I'm not particular familiar to Budhism, but I know that it's more of a philosophy rather than a religion, at least in the way most people understand what a religion is.
I honetly believe that all religions are nothing more than different interpretations (if you like) of the same basic principles of human behaviour and interaction as a society.
Although not proved beyond any shadow of doubt, I do believe that a person identified as Jesus Christ did exist. As the first Budha, or Mohammed did exist (some already proved, or who's real existence is inquestionable). None of them were supernatural, at least the way people today interpret that concept. But imagine a man, more than 2,000 years ago, while the Roman Empire ruled most of known world and people watch others being beheaded just for fun, and Emperors were considered Gods, imagine that man then stepping out and say: "we are all alike." "You must learn to love each other." And so on... that man was revolutionary! Almost "out-of-this-world"! Supernatural! Not him as a being but his ideas, his conception of the world and what humans should be.
This "philosophy" is what he gave us. Jesus, Mohammed, Buddha, and up-to-some extent more contemporary people like Gandhi, Martin Luther King or Nelson Mandela, have gave us a legacy which full deepness, impact in our lives is so advanced in time that we, common man, have a great difficulty to fully understand it.
The bible was written several decades and centuries after Jesus. And only a small portion was written by those who actually knew him. The catholic church itself wasn't established but several centuries later by the Roman Emperor Constantin! Imagine how distorted and adapted accordingly to particular conveniences the whole basis of modern Christianity must have been!

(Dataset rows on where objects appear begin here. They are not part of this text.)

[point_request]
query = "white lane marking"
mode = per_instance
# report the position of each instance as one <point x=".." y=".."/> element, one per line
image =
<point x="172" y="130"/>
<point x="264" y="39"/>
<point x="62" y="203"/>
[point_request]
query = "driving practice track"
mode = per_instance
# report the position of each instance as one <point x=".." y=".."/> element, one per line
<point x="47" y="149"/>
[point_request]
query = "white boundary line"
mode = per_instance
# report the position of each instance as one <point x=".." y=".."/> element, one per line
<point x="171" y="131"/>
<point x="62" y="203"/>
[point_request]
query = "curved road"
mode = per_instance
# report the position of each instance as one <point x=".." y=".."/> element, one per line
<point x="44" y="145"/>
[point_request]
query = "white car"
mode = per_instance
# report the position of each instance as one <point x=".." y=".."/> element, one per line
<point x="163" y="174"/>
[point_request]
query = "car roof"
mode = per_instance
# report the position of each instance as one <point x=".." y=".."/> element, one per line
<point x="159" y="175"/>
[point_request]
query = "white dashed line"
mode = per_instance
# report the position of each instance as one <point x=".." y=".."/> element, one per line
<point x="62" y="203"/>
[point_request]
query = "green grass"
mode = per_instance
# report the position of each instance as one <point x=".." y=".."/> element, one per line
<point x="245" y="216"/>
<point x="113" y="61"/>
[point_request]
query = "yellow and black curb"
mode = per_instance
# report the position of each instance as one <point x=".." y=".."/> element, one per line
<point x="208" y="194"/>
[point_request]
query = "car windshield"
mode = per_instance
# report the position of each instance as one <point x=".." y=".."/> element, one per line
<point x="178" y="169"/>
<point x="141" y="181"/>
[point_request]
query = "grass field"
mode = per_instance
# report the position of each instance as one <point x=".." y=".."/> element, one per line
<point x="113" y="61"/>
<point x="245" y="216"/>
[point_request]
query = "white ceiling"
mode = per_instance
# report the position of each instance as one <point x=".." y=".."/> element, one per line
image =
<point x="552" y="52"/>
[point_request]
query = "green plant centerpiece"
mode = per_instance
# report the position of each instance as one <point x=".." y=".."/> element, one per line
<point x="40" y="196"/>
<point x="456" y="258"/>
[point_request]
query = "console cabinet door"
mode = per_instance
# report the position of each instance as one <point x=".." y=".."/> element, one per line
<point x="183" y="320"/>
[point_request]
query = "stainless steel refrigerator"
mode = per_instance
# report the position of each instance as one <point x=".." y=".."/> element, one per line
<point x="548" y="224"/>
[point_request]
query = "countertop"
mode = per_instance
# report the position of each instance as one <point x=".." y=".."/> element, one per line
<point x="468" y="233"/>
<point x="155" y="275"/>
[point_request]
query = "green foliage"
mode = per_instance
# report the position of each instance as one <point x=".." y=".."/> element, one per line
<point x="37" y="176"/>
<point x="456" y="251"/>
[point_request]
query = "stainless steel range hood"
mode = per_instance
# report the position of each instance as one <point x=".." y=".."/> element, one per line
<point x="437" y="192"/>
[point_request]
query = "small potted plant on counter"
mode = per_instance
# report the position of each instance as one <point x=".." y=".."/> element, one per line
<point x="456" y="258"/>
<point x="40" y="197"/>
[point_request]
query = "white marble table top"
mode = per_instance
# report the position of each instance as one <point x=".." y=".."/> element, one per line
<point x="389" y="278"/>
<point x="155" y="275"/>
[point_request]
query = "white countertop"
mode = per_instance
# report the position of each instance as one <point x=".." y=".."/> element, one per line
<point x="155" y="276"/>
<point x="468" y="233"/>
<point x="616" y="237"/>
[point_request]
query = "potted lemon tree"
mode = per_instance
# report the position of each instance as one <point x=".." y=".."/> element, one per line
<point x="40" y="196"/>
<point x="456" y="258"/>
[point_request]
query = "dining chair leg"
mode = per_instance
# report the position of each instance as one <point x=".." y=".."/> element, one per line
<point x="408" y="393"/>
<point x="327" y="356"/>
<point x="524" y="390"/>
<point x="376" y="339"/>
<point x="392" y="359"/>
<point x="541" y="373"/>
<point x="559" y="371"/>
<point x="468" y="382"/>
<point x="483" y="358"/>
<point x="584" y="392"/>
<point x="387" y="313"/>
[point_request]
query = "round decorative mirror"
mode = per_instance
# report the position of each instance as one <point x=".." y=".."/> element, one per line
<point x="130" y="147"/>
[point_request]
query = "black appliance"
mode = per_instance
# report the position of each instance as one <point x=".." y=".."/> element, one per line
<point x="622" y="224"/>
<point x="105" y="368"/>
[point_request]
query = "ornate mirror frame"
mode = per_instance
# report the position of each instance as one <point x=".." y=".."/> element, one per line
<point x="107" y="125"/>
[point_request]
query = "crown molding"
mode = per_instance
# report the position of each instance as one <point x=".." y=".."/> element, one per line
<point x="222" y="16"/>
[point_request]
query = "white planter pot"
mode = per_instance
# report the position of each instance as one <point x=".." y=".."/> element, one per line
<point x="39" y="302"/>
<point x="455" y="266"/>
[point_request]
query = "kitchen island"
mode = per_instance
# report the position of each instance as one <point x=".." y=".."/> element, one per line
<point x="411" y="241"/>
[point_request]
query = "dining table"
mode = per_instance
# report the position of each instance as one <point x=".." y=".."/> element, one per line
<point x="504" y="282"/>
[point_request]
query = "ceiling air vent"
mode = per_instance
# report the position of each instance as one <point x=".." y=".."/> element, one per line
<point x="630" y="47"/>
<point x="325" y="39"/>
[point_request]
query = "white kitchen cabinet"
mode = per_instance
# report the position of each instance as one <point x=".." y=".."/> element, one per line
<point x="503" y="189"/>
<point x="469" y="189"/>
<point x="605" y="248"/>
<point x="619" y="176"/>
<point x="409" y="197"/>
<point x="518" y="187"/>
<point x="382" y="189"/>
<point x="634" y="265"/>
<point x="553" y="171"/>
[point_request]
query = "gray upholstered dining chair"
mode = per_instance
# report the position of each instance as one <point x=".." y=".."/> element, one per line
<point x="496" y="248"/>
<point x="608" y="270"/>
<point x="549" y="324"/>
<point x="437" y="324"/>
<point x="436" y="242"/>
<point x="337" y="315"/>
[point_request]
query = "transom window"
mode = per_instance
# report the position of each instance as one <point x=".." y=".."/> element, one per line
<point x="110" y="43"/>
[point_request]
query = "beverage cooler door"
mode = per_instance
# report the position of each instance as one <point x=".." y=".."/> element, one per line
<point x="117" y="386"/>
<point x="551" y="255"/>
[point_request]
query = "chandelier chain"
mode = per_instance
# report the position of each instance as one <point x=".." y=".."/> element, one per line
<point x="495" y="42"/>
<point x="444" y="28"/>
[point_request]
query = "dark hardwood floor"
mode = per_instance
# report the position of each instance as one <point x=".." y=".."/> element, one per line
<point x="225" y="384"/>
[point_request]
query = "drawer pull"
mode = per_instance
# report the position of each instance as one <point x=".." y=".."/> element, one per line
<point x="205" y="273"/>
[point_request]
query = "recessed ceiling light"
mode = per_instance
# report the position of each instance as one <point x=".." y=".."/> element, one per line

I consider myself as a "rationalist" and so, as rationality might suggest, "when all explanations are defendable, the simpliest is likely to be the right one".
I believe that this is what a number of different men throughout the centuries tried to show us - "God" is the role model we, as individuals, must pursue to achieve in order to make us all better social "animals" and, subsequently, the whole society better! God isn't an angel, neither a punisher, or a almighty entity, but a representation of human virtues, of goodness and righteous, that we should aim at to become. God is the standards, the goals, by which we should be living our lives.
Jesus, Mohammed, Gandhi, Martin Luther King, Nelson Mandela, amongst many others, just stop and think for a minute how the world would be if all men and women live by the principles they defended? And notice how close they are from each other in the basis of those principles (different ways to transmitted apart).
So I trully believe that if you want to met God, just imagine how the perfect man would be, not physically but spiritually what his principles would be, how he would integrated himself in the world and amongst others, and look at a mirror.